Em compensação, “diga-me com quem andas e te direi quem és” está mais atual do que nunca. E descobrir com quem alguém anda está cada vez mais fácil. É só dar aquela “stalkeada” básica para saber quem são os amigos da pessoa. 

“Escreveu, não leu, pau comeu” mudou um pouco de sentido para se adaptar aos nossos dias. Receba uma mensagem da sua namorada pelo WhatsApp e experimente não responder de imediato. O pau vai comer, cantar e todas as outras metáforas que representam conflitos de grandes proporções. 
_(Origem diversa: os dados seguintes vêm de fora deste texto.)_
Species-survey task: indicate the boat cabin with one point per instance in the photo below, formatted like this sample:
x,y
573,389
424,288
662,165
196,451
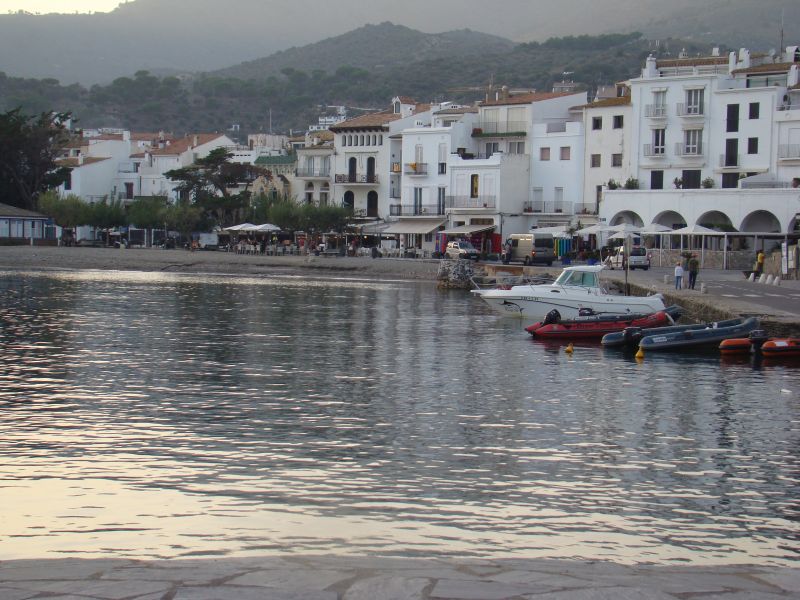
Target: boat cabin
x,y
579,277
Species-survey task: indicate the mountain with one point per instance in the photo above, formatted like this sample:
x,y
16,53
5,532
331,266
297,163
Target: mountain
x,y
383,47
207,35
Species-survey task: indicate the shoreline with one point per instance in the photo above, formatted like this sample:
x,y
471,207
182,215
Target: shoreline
x,y
210,262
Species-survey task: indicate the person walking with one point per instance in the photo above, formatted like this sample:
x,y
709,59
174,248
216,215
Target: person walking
x,y
678,275
694,269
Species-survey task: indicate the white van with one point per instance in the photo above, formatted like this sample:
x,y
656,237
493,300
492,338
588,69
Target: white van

“Para bom entendedor, meia palavra basta”. Este não vale mais. Por um simples fato: não existem bons entendedores. Existem apenas “entendedores”. São aqueles que sabem de tudo e não aceitam outras opiniões. Os bons entendedores caíram em desuso, tal como a máquina de escrever e o Orkut. 

“Quando um burro fala, o outro abaixa a orelha”. Esse também não dá mais para usar. As pessoas não falam mais, elas apenas “teclam”. E ao “teclar”, respondem sem ler as perguntas, cegas em suas certezas. Abaixar a orelha é sinal de tolerância. Tolerância é tudo que não temos em nossos tempos. 

“Quem ri por último, ri melhor”. As histórias não acabam. Se elas não acabam, não há possibilidade de rir por último. É um ciclo sem fim. As discussões só terminam em duas ocasiões: quando a bateria de um dos “adversários” acaba, ou quando um deles morre. Pensando bem, hoje em dia, acabar a bateria e morrer são quase a mesma coisa. 

Eu poderia falar outras dezenas de ditados e esse texto não teria fim. Mas acho que um ditado está mais certo do que nunca: “quem semeia vento, colhe tempestade”. Quem quer paz, não pode defender violência.